“Compound interest is the eighth wonder of the world. He who understands it, earns it. He who doesn’t, pays it.” ~ Albert Einstein
Imagine that you have a goal of learning to speak Italian because you want to have a retirement or holiday home on the Amalfi coast and want to converse with the locals.
You’re a busy professional, and finding time to listen to audio tapes is hard, so you decide that you’re going to devote half of every Saturday to learning the language.
At first, this seems like a workable plan. It feels like immersion into the language and you’re enthusiastic, but then one weekend you’re invited to go camping with friends, and you have no time for your lesson.
Two weeks later, you’re back at it but already feeling rusty.

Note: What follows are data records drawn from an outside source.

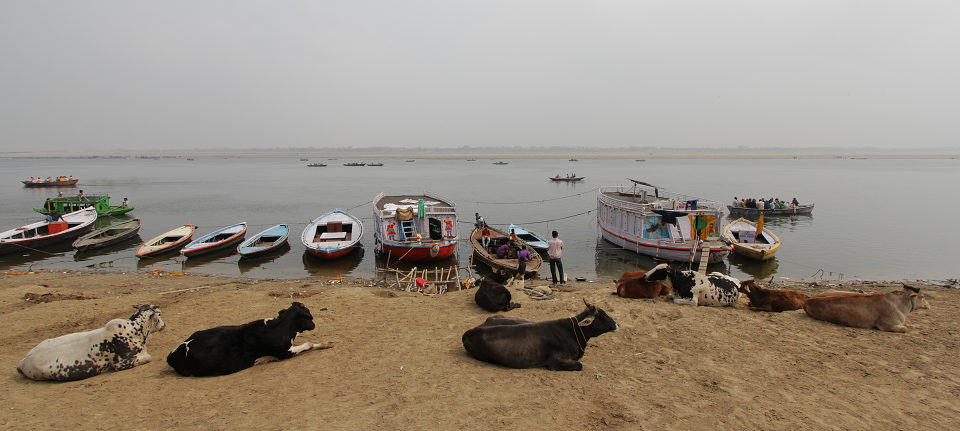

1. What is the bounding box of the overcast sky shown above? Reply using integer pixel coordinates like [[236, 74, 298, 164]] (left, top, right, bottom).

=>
[[0, 0, 960, 151]]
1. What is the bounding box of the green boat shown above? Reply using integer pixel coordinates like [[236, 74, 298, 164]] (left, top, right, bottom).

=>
[[33, 195, 133, 216]]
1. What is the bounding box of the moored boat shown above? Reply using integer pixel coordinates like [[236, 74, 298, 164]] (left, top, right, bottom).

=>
[[300, 209, 363, 259], [723, 215, 781, 260], [180, 222, 247, 257], [373, 193, 457, 262], [136, 223, 197, 258], [597, 180, 733, 263], [0, 208, 97, 254], [73, 219, 140, 251], [237, 223, 290, 257]]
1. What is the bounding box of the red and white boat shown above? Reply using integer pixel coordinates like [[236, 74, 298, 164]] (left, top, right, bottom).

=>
[[300, 210, 363, 259], [373, 193, 457, 262]]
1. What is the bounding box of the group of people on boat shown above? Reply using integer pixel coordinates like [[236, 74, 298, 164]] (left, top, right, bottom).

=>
[[733, 196, 800, 210]]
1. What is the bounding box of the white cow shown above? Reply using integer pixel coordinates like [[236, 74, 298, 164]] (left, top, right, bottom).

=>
[[17, 305, 164, 381]]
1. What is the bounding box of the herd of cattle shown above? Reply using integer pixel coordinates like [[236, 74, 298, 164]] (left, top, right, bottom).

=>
[[17, 264, 929, 381]]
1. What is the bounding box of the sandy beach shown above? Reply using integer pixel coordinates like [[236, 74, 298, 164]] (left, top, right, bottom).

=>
[[0, 272, 960, 430]]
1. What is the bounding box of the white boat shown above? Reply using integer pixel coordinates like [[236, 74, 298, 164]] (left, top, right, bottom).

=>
[[300, 209, 363, 259], [0, 207, 97, 254], [597, 180, 733, 263]]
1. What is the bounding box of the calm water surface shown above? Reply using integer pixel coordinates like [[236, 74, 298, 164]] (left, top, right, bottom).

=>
[[0, 158, 960, 280]]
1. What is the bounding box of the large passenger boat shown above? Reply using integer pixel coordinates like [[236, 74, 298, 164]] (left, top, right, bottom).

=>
[[597, 180, 732, 263], [373, 193, 457, 262]]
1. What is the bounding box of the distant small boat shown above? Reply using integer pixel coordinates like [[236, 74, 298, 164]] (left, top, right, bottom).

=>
[[237, 223, 290, 257], [136, 223, 197, 257], [300, 210, 363, 259], [73, 219, 140, 251], [180, 222, 247, 257]]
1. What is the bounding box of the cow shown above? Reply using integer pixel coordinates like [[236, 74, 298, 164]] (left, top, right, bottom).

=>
[[614, 271, 670, 299], [167, 302, 333, 377], [473, 278, 520, 313], [803, 284, 930, 332], [644, 263, 740, 307], [740, 280, 810, 313], [17, 304, 165, 381], [462, 300, 619, 371]]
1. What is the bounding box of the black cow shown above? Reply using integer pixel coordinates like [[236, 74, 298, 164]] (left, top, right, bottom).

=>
[[463, 300, 619, 371], [167, 302, 333, 377], [473, 277, 520, 313]]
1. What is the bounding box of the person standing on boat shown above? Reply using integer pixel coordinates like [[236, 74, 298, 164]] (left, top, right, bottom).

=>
[[547, 231, 567, 284]]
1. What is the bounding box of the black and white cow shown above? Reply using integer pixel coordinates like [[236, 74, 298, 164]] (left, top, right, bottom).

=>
[[646, 263, 740, 307], [463, 300, 619, 371], [17, 305, 164, 381], [167, 302, 333, 377]]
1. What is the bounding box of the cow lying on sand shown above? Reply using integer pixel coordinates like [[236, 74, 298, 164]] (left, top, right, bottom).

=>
[[740, 280, 810, 313], [803, 284, 930, 332], [167, 302, 333, 377], [17, 305, 164, 381], [463, 300, 619, 371]]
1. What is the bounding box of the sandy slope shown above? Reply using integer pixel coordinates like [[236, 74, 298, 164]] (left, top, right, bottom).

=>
[[0, 273, 960, 430]]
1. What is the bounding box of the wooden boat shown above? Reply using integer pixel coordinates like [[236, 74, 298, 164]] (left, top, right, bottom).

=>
[[20, 177, 80, 187], [373, 193, 457, 262], [136, 223, 197, 258], [73, 219, 140, 251], [180, 222, 247, 257], [727, 204, 814, 217], [597, 180, 733, 263], [237, 223, 290, 258], [300, 209, 363, 259], [470, 226, 543, 279], [510, 224, 549, 250], [723, 216, 780, 260], [33, 195, 133, 216], [0, 208, 97, 254]]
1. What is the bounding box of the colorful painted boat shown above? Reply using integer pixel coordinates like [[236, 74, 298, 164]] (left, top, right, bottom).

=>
[[73, 219, 140, 251], [0, 208, 97, 254], [723, 216, 781, 260], [373, 193, 457, 262], [180, 222, 247, 257], [136, 223, 197, 257], [300, 209, 363, 259], [237, 223, 290, 257], [597, 180, 733, 263]]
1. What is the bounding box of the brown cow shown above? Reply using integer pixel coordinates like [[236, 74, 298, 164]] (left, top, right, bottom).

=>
[[740, 280, 810, 313], [803, 284, 930, 332]]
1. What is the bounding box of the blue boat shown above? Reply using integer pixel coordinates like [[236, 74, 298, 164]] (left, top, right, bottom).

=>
[[237, 223, 290, 257], [507, 224, 548, 250]]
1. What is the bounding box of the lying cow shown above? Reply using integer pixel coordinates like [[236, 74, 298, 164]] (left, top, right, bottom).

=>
[[803, 284, 930, 332], [616, 271, 670, 299], [17, 305, 164, 381], [644, 263, 740, 307], [740, 280, 810, 313], [473, 278, 520, 313], [167, 302, 333, 377], [463, 300, 619, 371]]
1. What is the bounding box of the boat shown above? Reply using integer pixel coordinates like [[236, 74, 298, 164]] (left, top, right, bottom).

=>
[[470, 226, 543, 278], [237, 223, 290, 258], [597, 180, 733, 263], [507, 224, 548, 250], [136, 223, 197, 258], [300, 209, 363, 259], [722, 216, 781, 260], [0, 208, 97, 254], [180, 222, 247, 258], [33, 194, 133, 216], [20, 177, 80, 187], [373, 193, 457, 262], [73, 219, 140, 252]]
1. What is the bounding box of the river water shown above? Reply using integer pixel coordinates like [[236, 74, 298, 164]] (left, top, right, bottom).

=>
[[0, 157, 960, 280]]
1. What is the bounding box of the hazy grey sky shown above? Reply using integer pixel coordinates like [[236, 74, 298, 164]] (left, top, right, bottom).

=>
[[0, 0, 960, 151]]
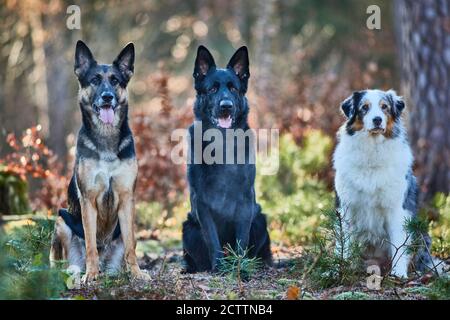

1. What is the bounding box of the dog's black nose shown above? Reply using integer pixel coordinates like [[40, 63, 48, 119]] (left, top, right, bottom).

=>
[[220, 100, 233, 110], [102, 92, 114, 102], [372, 117, 383, 127]]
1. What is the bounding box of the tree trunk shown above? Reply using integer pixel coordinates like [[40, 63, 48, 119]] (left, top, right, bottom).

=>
[[395, 0, 450, 201]]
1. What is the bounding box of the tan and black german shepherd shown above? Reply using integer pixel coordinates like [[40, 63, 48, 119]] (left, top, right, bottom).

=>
[[50, 41, 148, 283]]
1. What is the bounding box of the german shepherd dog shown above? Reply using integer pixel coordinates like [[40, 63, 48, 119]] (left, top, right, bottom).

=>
[[50, 41, 148, 283], [183, 46, 272, 273]]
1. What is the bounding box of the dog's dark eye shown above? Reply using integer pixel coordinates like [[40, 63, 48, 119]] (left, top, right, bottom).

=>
[[90, 77, 101, 86], [110, 77, 119, 86], [208, 86, 217, 93], [228, 84, 238, 93]]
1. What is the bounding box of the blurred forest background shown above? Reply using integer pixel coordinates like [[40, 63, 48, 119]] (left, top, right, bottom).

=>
[[0, 0, 450, 300]]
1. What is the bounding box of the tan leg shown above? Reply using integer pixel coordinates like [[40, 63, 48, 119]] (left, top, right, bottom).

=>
[[50, 217, 72, 268], [119, 193, 150, 280], [81, 198, 99, 283]]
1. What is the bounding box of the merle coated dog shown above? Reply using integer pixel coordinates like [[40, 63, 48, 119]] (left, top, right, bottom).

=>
[[50, 41, 148, 282], [333, 90, 445, 277], [183, 46, 272, 273]]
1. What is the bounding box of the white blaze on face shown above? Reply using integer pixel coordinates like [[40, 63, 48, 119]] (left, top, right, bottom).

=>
[[359, 90, 388, 131]]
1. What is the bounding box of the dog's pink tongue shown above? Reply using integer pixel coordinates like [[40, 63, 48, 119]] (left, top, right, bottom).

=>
[[100, 108, 114, 124], [219, 116, 232, 129]]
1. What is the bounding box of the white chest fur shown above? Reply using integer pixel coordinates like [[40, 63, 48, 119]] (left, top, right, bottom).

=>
[[77, 159, 137, 207]]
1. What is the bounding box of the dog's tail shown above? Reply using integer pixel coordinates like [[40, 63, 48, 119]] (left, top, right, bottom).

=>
[[413, 234, 449, 275]]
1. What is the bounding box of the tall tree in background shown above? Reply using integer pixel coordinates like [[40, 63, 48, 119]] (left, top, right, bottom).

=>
[[395, 0, 450, 200]]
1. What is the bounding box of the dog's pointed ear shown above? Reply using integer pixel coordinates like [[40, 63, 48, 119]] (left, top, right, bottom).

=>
[[74, 40, 97, 78], [113, 42, 134, 82], [341, 91, 361, 119], [194, 46, 216, 80], [227, 46, 250, 91], [386, 89, 406, 117]]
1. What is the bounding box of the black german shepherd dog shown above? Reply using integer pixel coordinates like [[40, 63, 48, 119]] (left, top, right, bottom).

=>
[[50, 41, 148, 282], [183, 46, 272, 273]]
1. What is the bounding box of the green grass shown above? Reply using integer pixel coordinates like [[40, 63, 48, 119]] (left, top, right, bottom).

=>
[[0, 219, 68, 299]]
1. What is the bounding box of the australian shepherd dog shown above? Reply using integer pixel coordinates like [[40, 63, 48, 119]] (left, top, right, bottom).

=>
[[333, 90, 442, 277]]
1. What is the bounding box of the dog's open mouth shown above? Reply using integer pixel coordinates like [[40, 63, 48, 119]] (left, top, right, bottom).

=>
[[217, 115, 233, 129], [99, 104, 114, 124], [369, 127, 384, 135]]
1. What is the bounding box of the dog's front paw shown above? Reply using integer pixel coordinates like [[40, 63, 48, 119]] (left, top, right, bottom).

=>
[[81, 270, 99, 285], [131, 267, 151, 281]]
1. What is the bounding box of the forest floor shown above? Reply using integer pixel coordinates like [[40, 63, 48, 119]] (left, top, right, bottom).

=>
[[63, 243, 440, 300], [5, 221, 450, 300]]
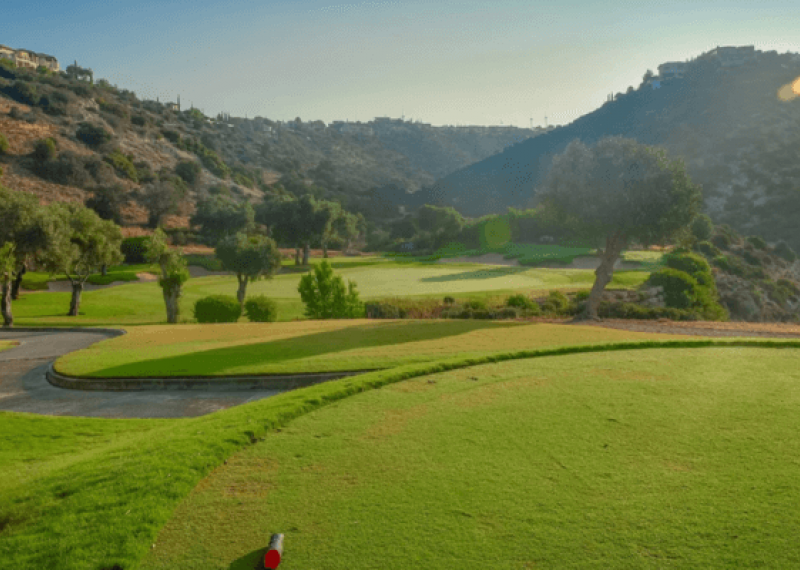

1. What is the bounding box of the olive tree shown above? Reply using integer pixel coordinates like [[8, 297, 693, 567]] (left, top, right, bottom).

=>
[[0, 186, 59, 327], [145, 228, 189, 324], [538, 137, 702, 319], [215, 233, 281, 306], [46, 203, 124, 317]]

A bit of frustration sneaks in. And of course, life gets in the way. Some weekends you manage to squeeze in your lesson, but instead of devoting a half-day you’re now down to two or three hours a weekend. There’s so much to do on the weekend! Your progress becomes frustratingly slow, and that makes you even less motivated.
Can you guess what will happen eventually?
Now imagine if you committed to creating a habit of studying Italian every single day, for only 15 minutes. At first it’s hard to find the time but in a few days you realize that you can easily give up some TV watching and do your Italian just before bed – which is actually a great time to study, if you’re not too tired, because then your mind has all night to “digest” what you’ve learnt.
After a week or so, you get into the rhythm and you start to notice that even though you can’t necessarily get through an entire lesson in 15 minutes, you are making better progress because it’s always fresh in your mind, you are spending nearly 3 hours a week on your Italian studies and most importantly, it’s not disrupting your routine.
Like learning, physical fitness is cumulative but only if it is consistently repeated. If you exercise only on weekends (like many people) you will never be as fit as someone who exercises for 10-15 minutes every day. Not only that, but sporadic exercise actually makes you prone to injury because your muscles aren’t used to being stressed, and once injured, many people quit altogether for fear of it happening again. Creating the habit of moving your body will lead to faster and much more satisfying results than occasional “when I can” exercise.
The benefits of meditation are cumulative too. You can find 15 minutes a day (or 10) to practice every day without “making time” for it. If you think about when you might have a ‘spare’ 10 minutes, you will come up with a consistent practice that works for you.
Here are some ideas for fitting a meditation micro-practice into your schedule:
Very first thing in the morning, while still in bed if you want (or in a special meditation space that’s got more of a ritual feel to it).
Waking up 15 minutes early to meditate is a fabulously effective practice because your mind is not very chatty when you first wake up and you’ll find that getting into a meditative state will usually happen very quickly. Don’t worry about missing out on sleep. Meditation is so relaxing, and your body will appreciate the “focused rest.” One word of caution: use a gentle alarm clock, not a shrill one that jars you awake and can even trigger a stress response. Nature sounds or a clock that uses light, are better options. Morning meditation is a great way to set the tone for the day.
Just before bed. What a lovely way to induce sleepiness, and end the day on a positive note! Meditating on gratitude will help you pull your attention away from your worries and give you a more restful sleep.
You can meditate anywhere you like, with LifeFlow because you aren’t tied down to using headphones. Meditate in bed if you want to use it as a sleep aid, otherwise in your favourite meditation spot.
At lunch. Most people have about 30 minutes for lunch, which is plenty of time to eat and slip away to a quiet spot for a short meditation. This can help you shift your mood if you’re having a stressful day and can help you be more focused throughout the afternoon. And, meditation will spark creativity, enhanced learning and concentration so you’re more productive.
On breaks. Taking 10 minutes mid-morning and mid-afternoon to unplug from work, will help productivity. For best results to keep your energy high, do a walking meditation! No need to sit if you’ve been sitting all day – step outside and get some fresh air, and walk briskly and mindfully for 10 minutes. Unplugging from work helps with problem solving: visualize the end result, and let your mind figure things out!
Can you see how easy it is to fit a 10-15 minute meditation into your daily routine?
If you can only manage 10 minutes a day, this accumulates to 5 whole hours in a month… inch by inch, it’s a cinch to experience the many wonderful benefits of meditation!
As meditation changes your brain, some remarkable things happen. Your mental functioning will improve… this includes whole-brain synchronization, enhanced creativity, improved memory recall and accelerated learning.
Emotionally you will become calmer and happier, more resilient and you’ll be able to self-regulate with mastery.
Best of all, these changes are cumulative, and permanent unlike learning a language (which you can forget) and building muscle fitness (which can be undone quite easily) the effects of meditation can’t be undone. You can only build on them!